Polar pattern cardioid

Its name comes from its heart-shaped sensitivity lobe (cardio), favoring sounds emitted in the microphone's front axis (one of the two sides of the capsule). The cardioid directionality is a pressure gradient sensor with an added acoustic labyrinth to control one of the lobes of directionality (bidirectional) to the point of canceling it completely. There is also an electrical method to recreate this directionality (double capsule electrostatic technology). For a cardioid microphone, the pickup angle is 130°.

The design of this directionality is more delicate and less effective (at the same price) than an omnidirectional sensor. This is partly due to the acoustic or electrical processing of the capsule. Indeed, these sensors often exhibit frequency response flaws (significant coloration is common, especially in low-end models). A high-quality cardioid capsule is often quite expensive.

Hypercardioid and Subcardioid Variants edit

There are other unidirectional polar patterns similar to the cardioid microphone. These variants are created, for example, by modifying the design of the acoustic labyrinth (see the study of mechanical acoustic transduction). These variants include subcardioid, supercardioid, and hypercardioid microphones, which are derivatives of the cardioid.

Compared to their cardioid counterpart, hypercardioid and supercardioid microphones are more directional. However, these variants often exhibit more or less pronounced sensitivity lobes on the rear side of the diaphragm (a consequence of the pressure gradient). This intrinsic characteristic of these microphones can pose a serious constraint in sound capture.

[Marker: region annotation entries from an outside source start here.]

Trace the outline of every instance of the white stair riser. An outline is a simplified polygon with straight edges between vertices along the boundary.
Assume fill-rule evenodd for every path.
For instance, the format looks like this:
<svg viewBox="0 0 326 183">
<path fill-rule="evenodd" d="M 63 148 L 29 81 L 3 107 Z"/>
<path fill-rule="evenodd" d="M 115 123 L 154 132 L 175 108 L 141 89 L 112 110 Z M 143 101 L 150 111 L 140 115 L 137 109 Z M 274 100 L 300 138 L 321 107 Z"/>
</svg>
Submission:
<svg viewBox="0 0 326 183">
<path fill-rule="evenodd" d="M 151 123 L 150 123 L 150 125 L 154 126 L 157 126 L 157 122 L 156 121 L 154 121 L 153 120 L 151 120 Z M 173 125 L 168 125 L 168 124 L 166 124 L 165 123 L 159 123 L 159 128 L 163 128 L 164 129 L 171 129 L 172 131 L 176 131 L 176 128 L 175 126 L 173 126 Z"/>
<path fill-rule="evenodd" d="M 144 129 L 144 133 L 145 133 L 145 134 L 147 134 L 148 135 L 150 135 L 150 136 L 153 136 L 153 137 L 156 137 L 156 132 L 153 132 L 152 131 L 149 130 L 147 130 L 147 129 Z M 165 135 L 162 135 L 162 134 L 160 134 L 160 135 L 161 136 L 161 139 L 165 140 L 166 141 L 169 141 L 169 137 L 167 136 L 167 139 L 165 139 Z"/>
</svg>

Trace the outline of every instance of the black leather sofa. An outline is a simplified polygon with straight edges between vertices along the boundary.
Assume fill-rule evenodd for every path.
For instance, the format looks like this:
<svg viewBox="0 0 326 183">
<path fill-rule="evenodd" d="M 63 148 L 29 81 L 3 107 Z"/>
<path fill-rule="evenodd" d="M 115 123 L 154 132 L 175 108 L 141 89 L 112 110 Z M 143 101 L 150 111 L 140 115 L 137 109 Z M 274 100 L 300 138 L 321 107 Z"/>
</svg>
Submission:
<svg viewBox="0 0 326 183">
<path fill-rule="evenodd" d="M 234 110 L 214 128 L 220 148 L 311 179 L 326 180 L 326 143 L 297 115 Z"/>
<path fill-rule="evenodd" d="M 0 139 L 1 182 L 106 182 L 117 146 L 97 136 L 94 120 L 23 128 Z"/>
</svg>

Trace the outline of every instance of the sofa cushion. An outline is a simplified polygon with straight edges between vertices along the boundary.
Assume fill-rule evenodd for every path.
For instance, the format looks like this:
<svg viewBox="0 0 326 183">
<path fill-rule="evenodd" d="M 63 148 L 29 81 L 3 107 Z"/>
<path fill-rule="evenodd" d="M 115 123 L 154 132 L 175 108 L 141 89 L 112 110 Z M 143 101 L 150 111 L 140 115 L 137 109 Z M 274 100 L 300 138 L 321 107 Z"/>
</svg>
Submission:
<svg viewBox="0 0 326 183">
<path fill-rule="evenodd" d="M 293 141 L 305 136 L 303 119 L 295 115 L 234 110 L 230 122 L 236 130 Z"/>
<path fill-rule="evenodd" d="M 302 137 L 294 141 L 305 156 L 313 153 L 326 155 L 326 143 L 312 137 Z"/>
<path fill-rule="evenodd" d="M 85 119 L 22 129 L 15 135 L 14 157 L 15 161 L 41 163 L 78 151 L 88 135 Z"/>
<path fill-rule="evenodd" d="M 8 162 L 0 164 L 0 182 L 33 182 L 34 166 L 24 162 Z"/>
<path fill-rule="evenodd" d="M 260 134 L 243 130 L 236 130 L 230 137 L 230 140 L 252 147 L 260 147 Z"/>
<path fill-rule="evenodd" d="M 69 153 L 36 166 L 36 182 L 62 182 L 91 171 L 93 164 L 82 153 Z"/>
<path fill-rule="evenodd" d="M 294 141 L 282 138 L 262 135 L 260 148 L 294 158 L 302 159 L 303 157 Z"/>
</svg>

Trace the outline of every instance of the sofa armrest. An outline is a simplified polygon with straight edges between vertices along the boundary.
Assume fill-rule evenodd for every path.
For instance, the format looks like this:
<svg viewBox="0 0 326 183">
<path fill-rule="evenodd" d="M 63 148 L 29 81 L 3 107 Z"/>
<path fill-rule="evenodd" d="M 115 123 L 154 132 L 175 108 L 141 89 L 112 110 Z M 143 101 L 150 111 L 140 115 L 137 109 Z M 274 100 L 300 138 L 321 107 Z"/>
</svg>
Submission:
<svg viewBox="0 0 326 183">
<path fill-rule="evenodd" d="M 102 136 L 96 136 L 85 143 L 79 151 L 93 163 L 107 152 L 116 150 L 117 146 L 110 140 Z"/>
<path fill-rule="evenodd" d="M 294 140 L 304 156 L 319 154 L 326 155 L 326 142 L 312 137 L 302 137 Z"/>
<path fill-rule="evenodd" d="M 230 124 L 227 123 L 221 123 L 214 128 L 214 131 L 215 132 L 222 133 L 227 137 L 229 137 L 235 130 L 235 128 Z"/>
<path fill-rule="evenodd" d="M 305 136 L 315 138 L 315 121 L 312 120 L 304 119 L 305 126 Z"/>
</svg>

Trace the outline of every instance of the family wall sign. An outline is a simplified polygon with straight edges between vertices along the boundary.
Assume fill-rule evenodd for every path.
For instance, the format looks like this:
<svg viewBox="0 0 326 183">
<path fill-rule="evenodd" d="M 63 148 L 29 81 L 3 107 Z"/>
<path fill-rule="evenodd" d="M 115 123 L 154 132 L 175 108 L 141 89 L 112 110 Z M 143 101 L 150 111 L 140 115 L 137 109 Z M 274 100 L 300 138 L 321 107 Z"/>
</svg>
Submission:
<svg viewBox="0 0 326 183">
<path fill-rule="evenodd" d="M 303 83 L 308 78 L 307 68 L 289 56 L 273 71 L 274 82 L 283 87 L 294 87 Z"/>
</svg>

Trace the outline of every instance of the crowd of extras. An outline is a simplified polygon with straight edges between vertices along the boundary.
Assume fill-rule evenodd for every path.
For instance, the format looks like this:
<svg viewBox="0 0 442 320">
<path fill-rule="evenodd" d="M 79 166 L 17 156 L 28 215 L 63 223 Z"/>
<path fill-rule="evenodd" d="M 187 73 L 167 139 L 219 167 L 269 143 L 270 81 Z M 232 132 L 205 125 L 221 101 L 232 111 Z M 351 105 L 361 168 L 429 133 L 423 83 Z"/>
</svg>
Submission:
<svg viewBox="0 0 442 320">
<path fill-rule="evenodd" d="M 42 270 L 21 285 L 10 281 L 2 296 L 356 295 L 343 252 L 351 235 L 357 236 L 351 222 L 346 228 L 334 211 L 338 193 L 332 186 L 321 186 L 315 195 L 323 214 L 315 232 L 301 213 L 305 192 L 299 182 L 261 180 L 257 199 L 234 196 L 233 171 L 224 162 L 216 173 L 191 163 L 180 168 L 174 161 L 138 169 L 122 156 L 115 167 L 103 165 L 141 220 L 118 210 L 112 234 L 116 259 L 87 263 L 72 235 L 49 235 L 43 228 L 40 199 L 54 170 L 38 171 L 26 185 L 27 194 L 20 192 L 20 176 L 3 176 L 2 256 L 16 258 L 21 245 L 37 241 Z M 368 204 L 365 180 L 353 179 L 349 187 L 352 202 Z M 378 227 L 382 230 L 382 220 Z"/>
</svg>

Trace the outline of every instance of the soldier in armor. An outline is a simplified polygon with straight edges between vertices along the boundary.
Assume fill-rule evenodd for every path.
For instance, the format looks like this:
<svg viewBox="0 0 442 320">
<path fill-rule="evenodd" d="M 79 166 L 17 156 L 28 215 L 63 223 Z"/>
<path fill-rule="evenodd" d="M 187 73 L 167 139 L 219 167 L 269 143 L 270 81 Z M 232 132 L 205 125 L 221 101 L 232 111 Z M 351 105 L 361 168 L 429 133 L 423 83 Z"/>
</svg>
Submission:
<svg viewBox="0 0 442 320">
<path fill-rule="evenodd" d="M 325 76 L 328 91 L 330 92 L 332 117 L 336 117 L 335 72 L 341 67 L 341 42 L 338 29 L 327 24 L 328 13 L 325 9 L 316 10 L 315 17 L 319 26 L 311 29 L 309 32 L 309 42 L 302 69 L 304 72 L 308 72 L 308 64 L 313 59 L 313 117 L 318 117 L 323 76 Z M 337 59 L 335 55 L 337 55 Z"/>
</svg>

The difference between a supercardioid and a hypercardioid microphone lies in the shape of their directional pattern and their pickup angle. Typically, the pickup angle for a supercardioid is 115°, while for a hypercardioid, it is 105°.

Frequency Response edit

A comparison of the far field on-axis frequency response of the Oktava 319 and the Shure SM58

The frequency response curve of a microphone represents the theoretical variation of sensitivity (or more often sensitivity level) with respect to the frequency of sound. The tested microphone is subjected to sound waves ranging from a frequency of 20Hz to 20kHz emitted by a source located in its axis. In the technical documents provided by manufacturers, it is represented as a graph with frequency scale on the x-axis and variation in decibels on the y-axis. The reference point is typically set at 0 dB relative to the value measured at 1000 Hz. The ideal theoretical curve would, of course, be a horizontal line (the microphone responds with the same sensitivity to all frequencies).

However, it is important not to rely solely on this characteristic because it can be easily influenced by numerous factors. The microphone's design itself (size and mass of the diaphragm) can lead to resonance effects or diffraction effects. Distance also plays a significant role. Similarly, it is often calculated in an ideal situation (free field, treated studio, standardized sources, etc.). In a professional setting, the frequency response curve may not be as faithful.

Proximity Effect edit

Microphones operating on pressure gradient are subject to a phenomenon called the proximity effect. When the microphone is close to the source, the curvature of the spherical wave leads to an increase in sensitivity, especially pronounced for longer wavelengths (low frequencies) and when the distance to the source is short. To address this issue, manufacturers sometimes incorporate a "low-cut" filter into the microphone body to compensate for the increase in low frequencies.

Some microphones are equipped with switches that allow you to influence the frequency response curve to better adapt to the source and its placement.

Microphone Bandwidth edit

From this curve, the microphone's bandwidth is determined as the frequency range in which the level variation is less than a limit (for example, set at ± 3 dB or ± 5 dB). The closer the response curve approaches a horizontal line, the wider the bandwidth.